3. Verweis auf den Größeren

  • Johannes der Täufer ist nicht nur auffälliger. Sein Glaube ist auch anders. Wir müssen wieder zu der Öffentlichkeit finden, für die Johannes der Täufer steht: Von uns weg auf den Größeren zeigen. Die Freiheit, die das Christentum als Skandal in dieser Welt verkünden kann, ist die Freiheit, sich nicht aus sich selbst bestimmen zu wollen, weil wir ausgerichtet sind auf den anderen, den ganz anderen, der größer ist als wir und dem gegenüber Johannes sich nicht wert fühlte, ihm die Schuhe aufzuschnüren.
  • Das sollte die Feier des Gottesdienstes ausdrücken und das Zentrum der Kirche bleiben. Nicht Selbstbesinnungsfeier, sondern Verweis auf den Größeren. Und diesem Gottesdienst muss eine Lebenspraxis entsprechen, die nicht mitschwimmt im Fluss der ortsüblichen Vorteilsnahme auf Kosten anderer, der Vorurteile, Lästereien, Aburteilungen, Habe-Sucht usw.
  • Der Garant, dass dies nicht im Nichts endet ist eben der Größere, Gott, an den wir uns damit binden. Am Ende des Johannesevangelium, im Abendmahlssaal, wird von Gott die Antwort auf das Zeugnis des Täufers gegeben. Der Täufer fühlte sich nicht würdig, Jesus den Sklavendienst des Schuhe-Öffnens zu leisten. Dieser Jesus aber gürtet sich, um seinen Freunden eigenhändig die Füße zu waschen: Die niedrigste aller Arbeiten. Und er begründet dies damit, dass wir Gemeinschaft haben sollen mit ihm und in ihm mit Gott.
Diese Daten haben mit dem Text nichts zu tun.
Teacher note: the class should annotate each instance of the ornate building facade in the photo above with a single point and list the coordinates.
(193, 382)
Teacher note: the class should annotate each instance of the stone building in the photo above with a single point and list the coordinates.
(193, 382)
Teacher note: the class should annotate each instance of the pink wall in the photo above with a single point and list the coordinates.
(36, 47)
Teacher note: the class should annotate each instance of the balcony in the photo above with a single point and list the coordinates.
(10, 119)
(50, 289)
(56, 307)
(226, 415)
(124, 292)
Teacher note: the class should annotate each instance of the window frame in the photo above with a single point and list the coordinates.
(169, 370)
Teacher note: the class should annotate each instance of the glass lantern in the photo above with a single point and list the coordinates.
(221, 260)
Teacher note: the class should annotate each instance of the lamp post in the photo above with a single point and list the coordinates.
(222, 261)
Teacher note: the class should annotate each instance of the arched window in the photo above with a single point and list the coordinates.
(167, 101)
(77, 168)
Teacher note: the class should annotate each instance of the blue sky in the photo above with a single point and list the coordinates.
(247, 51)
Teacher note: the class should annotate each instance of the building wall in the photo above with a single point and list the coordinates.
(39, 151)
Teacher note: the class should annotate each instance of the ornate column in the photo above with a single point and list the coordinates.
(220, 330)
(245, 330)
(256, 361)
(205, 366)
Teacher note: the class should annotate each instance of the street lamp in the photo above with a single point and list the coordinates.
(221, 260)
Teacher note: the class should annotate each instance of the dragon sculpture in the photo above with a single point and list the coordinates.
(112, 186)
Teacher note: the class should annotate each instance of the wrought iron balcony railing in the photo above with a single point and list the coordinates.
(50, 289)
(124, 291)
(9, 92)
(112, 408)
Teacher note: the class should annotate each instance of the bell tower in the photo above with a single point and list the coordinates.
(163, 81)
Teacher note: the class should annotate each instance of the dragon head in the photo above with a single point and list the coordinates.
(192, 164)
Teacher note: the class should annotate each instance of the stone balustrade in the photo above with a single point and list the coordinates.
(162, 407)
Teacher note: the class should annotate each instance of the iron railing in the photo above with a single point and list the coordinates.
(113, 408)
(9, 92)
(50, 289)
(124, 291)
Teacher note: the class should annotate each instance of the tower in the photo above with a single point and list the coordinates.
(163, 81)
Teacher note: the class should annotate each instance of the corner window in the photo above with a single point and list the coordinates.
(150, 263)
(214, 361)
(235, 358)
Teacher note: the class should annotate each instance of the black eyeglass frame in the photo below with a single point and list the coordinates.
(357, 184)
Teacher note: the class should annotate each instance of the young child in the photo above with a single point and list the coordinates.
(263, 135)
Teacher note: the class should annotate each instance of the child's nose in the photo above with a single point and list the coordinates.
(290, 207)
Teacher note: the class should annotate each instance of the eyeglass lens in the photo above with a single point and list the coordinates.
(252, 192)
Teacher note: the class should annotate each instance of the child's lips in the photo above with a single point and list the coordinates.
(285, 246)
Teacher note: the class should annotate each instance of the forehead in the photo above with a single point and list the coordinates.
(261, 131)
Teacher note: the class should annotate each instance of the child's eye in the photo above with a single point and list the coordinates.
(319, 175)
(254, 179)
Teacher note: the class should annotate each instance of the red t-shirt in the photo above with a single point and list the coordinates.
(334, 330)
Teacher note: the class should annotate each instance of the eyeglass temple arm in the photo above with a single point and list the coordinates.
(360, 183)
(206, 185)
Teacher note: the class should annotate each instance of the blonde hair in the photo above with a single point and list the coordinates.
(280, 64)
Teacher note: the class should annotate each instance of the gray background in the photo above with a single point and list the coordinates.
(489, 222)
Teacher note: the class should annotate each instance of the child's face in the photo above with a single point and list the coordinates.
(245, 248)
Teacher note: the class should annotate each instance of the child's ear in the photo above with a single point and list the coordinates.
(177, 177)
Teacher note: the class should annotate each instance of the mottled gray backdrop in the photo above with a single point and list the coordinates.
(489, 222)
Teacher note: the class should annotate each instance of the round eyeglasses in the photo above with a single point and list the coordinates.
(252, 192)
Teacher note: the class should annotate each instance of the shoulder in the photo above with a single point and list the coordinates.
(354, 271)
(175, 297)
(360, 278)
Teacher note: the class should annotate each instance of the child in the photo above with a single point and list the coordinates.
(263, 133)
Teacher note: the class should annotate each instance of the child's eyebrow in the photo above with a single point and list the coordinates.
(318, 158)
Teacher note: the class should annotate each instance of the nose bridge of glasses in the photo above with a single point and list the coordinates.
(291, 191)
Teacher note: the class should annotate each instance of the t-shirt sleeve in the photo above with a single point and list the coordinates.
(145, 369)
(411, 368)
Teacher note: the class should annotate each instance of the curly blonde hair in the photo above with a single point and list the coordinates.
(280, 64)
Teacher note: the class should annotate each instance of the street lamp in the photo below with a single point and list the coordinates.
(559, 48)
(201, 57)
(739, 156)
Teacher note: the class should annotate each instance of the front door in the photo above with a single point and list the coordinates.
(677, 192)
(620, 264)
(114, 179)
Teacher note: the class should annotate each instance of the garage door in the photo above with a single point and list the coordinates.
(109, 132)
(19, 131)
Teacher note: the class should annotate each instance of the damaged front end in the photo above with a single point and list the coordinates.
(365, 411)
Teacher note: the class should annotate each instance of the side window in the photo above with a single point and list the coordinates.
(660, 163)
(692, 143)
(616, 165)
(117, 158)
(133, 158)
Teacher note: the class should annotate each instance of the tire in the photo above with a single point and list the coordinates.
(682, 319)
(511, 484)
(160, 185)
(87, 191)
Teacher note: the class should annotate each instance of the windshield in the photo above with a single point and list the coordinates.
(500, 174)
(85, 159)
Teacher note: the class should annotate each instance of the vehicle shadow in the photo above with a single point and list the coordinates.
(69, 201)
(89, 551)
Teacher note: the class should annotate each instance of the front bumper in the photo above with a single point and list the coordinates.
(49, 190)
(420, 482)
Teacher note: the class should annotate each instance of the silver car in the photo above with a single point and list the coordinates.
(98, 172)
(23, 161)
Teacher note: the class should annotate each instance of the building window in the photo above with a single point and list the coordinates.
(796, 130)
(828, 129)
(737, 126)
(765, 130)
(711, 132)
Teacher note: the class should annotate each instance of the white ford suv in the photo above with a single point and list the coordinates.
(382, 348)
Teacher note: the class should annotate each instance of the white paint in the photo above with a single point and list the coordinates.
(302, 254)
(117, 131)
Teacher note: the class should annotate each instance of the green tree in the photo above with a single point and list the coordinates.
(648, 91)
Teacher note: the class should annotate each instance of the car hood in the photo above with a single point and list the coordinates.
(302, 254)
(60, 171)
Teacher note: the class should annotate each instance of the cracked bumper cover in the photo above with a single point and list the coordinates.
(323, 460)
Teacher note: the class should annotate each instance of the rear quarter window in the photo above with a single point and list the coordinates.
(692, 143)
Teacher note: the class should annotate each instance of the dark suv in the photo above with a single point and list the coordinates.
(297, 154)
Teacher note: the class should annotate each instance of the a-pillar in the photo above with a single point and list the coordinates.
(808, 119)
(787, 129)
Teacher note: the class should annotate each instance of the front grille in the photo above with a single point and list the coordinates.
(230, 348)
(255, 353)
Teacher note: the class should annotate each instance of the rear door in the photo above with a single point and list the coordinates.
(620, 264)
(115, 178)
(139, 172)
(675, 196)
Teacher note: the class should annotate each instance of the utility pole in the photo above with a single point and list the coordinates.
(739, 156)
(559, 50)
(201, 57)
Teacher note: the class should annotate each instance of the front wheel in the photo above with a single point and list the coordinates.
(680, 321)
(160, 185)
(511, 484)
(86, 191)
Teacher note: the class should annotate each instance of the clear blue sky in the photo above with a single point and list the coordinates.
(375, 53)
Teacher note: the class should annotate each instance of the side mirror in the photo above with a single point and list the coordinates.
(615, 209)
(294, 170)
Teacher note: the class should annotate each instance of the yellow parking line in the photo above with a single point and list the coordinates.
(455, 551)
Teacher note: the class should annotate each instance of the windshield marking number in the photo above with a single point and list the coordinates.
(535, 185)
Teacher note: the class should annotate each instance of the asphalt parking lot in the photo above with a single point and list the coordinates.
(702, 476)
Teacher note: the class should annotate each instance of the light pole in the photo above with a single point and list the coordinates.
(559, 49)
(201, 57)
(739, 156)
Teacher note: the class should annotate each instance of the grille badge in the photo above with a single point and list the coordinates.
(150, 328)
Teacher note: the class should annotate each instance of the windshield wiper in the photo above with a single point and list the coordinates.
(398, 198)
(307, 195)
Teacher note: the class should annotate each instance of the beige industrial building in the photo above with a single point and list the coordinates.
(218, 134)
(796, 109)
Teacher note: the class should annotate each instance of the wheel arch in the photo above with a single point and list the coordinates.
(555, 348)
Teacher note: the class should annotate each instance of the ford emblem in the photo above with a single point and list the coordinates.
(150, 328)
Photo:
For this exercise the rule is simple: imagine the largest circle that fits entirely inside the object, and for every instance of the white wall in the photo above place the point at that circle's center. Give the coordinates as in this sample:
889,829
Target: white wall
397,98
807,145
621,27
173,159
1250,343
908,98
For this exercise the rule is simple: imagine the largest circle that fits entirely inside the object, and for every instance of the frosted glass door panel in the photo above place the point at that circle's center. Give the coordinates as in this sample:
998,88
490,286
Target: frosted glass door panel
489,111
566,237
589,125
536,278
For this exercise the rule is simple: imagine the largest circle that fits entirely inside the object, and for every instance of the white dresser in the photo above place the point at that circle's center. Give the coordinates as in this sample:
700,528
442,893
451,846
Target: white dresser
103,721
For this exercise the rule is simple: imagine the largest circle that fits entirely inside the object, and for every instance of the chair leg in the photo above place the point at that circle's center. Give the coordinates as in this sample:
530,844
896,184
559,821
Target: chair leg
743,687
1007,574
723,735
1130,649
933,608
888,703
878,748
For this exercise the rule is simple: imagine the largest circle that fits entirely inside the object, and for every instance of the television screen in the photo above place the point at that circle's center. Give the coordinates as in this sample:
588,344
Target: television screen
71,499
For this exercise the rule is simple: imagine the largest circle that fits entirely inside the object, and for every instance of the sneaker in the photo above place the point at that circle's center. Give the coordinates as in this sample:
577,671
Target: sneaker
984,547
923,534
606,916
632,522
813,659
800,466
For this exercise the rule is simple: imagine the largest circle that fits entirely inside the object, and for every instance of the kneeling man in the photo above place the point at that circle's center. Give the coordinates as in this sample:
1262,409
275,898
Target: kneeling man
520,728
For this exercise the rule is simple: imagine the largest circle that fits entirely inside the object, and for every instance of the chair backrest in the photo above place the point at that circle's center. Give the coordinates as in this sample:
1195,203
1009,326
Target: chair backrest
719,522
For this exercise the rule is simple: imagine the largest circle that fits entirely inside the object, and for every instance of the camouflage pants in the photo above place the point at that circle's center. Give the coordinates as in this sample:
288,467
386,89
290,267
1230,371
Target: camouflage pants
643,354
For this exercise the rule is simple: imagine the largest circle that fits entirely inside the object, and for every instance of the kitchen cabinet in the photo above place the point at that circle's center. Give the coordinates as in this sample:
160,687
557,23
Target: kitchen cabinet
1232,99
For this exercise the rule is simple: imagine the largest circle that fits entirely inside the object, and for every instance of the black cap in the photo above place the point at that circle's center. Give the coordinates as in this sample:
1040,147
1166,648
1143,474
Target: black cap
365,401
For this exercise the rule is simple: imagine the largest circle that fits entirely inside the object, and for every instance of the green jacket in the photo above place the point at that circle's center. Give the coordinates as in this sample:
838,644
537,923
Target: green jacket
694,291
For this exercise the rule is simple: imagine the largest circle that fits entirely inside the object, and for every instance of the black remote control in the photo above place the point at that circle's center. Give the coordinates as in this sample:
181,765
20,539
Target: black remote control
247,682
    Wir öffnen für die Kommunion die Hand und lassen an uns geschehen, dass Gott sich leibhaftig in unsere Hand gibt. Gott lässt sich diesen Liebesdienst nicht nehmen. Das ist Ermutigung zu einem Glauben, der nicht mit sich selbst beschäftigt ist, sondern sich ganz in die Hand Gottes gibt. Und dieser Gott, der größer ist als unsere Welt, ist eben auch interessant genug, um die Frage zu provozieren: Wer bist Du und woran glaubst Du? "Mitten unter euch steht der, den ihr nicht kennt und der nach mir kommt; ich bin es nicht wert, ihm die Schuhe aufzuschnüren."
    Amen.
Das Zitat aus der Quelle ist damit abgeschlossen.